Data Mastery with Python and SQL: Unleashing Efficiency and Security through 4 Strategic Use Cases | by Subha Ganapathi | May, 2023


Leverage techniques to extract hashtags, suppress warnings, and utilize parameterized queries for powerful data analysis

Photo by Kevin Canlas on Unsplash

Data analysis and management are essential components of any modern enterprise’s operations. To effectively harness the power of data, professionals rely on a combination of programming languages and tools that enable efficient data processing, manipulation, and analysis. In this article, we explore the incredible capabilities of Python and SQL, two fundamental languages widely utilized by data analysts and scientists for effective decision-making.

It is a known fact that Python provides a plethora of libraries and frameworks to tackle diverse data-related challenges. Together, Python and SQL form a powerful duo that enables data professionals to unlock the full potential of their data and mine their databases more effectively.

In this article, we look into four distinct use cases that demonstrate the effectiveness and synergy of Python and SQL in addressing various data challenges.
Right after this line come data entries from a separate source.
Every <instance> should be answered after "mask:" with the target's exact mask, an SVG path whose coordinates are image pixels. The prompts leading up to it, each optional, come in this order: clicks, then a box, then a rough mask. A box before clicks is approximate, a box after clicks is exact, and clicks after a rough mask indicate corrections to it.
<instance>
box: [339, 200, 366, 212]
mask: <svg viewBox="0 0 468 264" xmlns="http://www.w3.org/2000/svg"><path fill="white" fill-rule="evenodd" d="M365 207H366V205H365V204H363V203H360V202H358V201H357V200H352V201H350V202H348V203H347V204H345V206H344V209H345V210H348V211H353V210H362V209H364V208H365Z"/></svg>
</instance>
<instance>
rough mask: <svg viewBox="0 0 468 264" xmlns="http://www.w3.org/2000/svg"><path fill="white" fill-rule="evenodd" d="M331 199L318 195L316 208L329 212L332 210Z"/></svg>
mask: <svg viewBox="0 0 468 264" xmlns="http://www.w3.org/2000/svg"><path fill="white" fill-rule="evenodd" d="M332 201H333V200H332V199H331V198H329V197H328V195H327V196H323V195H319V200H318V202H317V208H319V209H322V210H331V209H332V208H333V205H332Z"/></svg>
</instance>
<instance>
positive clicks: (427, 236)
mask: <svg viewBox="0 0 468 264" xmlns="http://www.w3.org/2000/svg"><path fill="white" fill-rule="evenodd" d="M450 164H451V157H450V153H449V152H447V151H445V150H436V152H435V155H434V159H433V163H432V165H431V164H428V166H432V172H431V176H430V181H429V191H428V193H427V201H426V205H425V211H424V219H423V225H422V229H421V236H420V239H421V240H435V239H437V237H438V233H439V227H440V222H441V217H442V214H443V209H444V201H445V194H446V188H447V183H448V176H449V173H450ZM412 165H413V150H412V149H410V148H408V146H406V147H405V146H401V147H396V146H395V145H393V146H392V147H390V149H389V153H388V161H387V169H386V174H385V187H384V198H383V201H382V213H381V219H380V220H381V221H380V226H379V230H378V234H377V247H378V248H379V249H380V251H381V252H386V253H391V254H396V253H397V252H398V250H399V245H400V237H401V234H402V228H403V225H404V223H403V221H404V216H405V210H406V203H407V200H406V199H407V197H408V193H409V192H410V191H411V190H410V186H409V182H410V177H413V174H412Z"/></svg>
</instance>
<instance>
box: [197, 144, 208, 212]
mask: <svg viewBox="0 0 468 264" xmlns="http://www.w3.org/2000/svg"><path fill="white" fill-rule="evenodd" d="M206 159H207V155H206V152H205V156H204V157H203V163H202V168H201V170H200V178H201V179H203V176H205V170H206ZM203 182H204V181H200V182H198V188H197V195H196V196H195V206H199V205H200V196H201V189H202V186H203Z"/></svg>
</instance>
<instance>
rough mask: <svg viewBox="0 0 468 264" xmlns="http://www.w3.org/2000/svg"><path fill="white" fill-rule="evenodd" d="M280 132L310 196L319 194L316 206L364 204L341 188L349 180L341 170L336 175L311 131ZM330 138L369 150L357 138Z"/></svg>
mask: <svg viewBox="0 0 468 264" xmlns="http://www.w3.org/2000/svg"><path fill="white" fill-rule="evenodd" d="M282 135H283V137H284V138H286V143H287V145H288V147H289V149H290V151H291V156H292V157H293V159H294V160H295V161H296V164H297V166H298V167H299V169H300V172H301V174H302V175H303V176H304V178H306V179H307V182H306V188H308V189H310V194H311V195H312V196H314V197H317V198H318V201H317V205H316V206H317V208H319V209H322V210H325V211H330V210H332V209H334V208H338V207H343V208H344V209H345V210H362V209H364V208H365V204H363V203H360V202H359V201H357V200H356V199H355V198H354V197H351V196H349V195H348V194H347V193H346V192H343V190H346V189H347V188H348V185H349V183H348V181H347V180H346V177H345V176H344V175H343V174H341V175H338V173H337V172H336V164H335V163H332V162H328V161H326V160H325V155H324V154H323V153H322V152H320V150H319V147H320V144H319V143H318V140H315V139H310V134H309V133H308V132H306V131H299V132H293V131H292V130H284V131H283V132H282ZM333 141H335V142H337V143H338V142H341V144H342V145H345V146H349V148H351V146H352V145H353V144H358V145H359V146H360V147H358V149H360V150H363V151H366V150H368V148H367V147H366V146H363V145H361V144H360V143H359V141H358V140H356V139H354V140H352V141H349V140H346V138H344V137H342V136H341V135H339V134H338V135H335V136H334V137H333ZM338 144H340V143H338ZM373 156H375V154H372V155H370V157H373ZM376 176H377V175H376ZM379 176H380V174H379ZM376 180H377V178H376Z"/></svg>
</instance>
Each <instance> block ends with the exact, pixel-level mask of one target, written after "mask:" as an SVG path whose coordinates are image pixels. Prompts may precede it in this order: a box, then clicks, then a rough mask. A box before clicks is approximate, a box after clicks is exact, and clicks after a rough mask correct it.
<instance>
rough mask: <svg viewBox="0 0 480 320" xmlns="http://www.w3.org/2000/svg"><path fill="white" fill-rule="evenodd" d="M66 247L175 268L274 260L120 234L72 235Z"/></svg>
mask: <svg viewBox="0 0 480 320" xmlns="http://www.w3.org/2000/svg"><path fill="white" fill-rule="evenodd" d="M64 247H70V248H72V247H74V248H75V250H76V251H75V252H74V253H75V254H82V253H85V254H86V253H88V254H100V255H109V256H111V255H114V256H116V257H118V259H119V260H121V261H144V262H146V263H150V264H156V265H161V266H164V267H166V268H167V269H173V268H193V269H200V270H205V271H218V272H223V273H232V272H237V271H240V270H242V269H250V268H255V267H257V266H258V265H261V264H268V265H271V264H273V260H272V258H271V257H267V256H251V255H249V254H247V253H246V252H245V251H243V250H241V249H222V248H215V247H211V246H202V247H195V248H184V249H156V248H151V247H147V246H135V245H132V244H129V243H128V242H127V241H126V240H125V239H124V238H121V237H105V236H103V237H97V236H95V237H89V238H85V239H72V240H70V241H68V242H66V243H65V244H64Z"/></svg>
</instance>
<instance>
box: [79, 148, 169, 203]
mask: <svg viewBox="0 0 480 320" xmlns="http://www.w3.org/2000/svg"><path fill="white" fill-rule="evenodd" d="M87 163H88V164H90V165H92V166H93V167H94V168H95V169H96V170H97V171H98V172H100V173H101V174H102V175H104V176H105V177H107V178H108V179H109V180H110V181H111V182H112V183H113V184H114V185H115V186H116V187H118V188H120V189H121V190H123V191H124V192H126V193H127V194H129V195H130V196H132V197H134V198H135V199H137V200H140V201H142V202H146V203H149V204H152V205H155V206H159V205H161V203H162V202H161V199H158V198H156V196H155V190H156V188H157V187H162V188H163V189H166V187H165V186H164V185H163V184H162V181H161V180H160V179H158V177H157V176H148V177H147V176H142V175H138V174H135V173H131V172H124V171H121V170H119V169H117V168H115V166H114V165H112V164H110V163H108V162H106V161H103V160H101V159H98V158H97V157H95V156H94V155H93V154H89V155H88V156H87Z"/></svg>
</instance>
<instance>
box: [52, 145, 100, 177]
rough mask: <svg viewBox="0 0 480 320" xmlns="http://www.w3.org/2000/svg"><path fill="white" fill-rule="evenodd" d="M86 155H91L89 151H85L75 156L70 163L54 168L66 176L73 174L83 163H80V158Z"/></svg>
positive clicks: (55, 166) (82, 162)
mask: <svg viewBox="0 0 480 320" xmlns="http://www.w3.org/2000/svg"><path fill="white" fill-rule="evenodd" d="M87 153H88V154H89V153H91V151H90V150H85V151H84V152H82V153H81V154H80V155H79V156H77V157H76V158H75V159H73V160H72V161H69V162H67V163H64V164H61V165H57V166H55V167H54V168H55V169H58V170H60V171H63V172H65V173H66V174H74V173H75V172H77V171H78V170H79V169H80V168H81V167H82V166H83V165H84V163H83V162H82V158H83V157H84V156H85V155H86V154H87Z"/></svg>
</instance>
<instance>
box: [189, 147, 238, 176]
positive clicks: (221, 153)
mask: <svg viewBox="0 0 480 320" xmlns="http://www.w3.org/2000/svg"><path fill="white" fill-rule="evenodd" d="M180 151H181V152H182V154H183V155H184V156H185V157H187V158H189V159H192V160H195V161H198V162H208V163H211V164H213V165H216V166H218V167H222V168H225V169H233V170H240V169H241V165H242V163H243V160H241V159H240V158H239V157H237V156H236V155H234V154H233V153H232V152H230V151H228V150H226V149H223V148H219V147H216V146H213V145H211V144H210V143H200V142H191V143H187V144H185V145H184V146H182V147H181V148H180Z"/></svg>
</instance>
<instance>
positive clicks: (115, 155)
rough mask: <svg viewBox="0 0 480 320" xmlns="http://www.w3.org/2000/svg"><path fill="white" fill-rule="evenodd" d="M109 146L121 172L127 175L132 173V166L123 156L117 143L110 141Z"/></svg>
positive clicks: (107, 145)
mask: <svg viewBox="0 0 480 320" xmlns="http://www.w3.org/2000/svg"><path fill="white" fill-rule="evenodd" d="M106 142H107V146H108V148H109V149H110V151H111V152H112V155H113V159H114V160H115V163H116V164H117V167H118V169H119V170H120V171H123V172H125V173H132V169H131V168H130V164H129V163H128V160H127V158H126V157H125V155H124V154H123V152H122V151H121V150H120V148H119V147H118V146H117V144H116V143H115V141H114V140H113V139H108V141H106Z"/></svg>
Each use case represents a unique scenario where the combined prowess of Python’s flexibility and SQL’s querying capabilities shines through.

Let’s dive in!

Use Case 1: Enhance the readability of SQL Queries written in Python

Imagine you’re using a Web API to connect to a cloud database, such as GridDB, and retrieve data by executing SQL queries. When constructing an HTTP request body, specifically for an API endpoint that accepts JSON payloads, the SQL query needs to be incorporated in the request body. But the challenge lies with real-world queries.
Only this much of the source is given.